Sinceramente, el Barcelona mereció sobradamente seguir adelante en la Champions. Maravillosa exhibición de fe, de sentimientos futbolísticos, de creer en una formula. Una hazaña histórica que pasará a los anales del fútbol mundial. Aunque Luis Enrique diga que no le importa la historia. Lo cierto es que acertó hasta en el hecho de que podían hacer seis goles. Y lo hicieron. Fue como poner una lapida de función a un Paris St. Germain, que no dejará de pasar siempre como un segundón europeo, aunque se le echen todos los petrodólares del mundo. El París St. Germain demostró ser tan sólo un nuevo rico del fútbol, pero medroso, en modelo pánico, en el abismo de su propio vértigo al poder eliminar al Barça.

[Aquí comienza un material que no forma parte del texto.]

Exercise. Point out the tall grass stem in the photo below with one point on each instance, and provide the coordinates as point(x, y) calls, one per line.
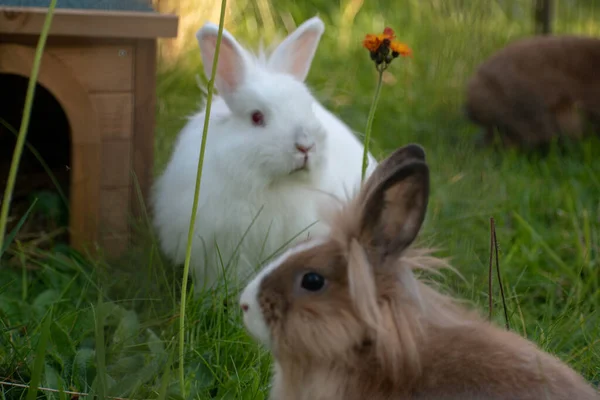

Un increíble Barça, que no es que jugara un fútbol pletórico, ni siquiera hizo una exhibición balompédica. Tan sólo luchó con la fe de un equipo que estaba sentenciado y quería combatir a muerte contra su propia muerte.
Cuando el Barcelona, incluso, no necesitó siquiera del mejor Messi. Que hubiese sido del equipo parisino si Messi hubiera tenido uno de sus partidos mágicos. El resultado se hubiera asemejado a un resultado de balonmano. El Barça ni siquiera lo necesitó. De hecho, el Paris St. Germain se hizo caca en los pantalones desde el primer minuto de juego y mereció su propia catarsis, su propia tragedia en el Camp Nou. Jamás vi a un equipo con semejante ventaja ceder su voluntad, su estilo, su estigma y hasta su propio orgullo, hasta llegar al más increíble de los ridículos, asombrado por un pánico que le hacían temblar hasta las piernas de sus mejores jugadores.
Divos del balón como Thiago Silva, Rabiot, Verrati, Matuidi y hasta Dexler fueron unos fantasmas que desfilaron por el Camp, sin ni siquiera la vergüenza para cubrirse con un sábana su impotencia mayúscula. El Paris St. Germain, salvo rachas de Cavan y, luego, de Di María fue pasto del miedo, de la cobardía, de la impotencia. Como aturdido hasta quizá por su propio fantasma de la Opera de París.
Algo le pasa a Unai Emery con el Barça. Es como si padeciera un complejo de inferioridad infantil, aunque parecía que se había levantado del diván de su psicoanalista, tras el hermoso planteamiento del partido de ida. Los jugadores son los que ganan y pierden los partidos, pero en este caso Emery es el gran culpable, el mayor miedoso de los entrenadores que he visto en una eliminatoria semejante. Murió de rodillas, implorando que no le mataran. Su prestigio ha caído al vacío. No sabemos si acabará la temporada como técnico del jeque. Y, desde luego, ya no es un entrenador de prestigio. Siempre padecerá el estigma de estos seis goles en Barcelona.
Recuerdo una frase de un escritor, no me acuerdo del nombre, que decía que es imposible que el mundo se quede sin utopías. Es como si placer fuera una tristeza. Hasta el Barcelona demostró que la utopías, incluso pese a la teoría del propio Tomás Moro, siempre existirán para conquistarlas.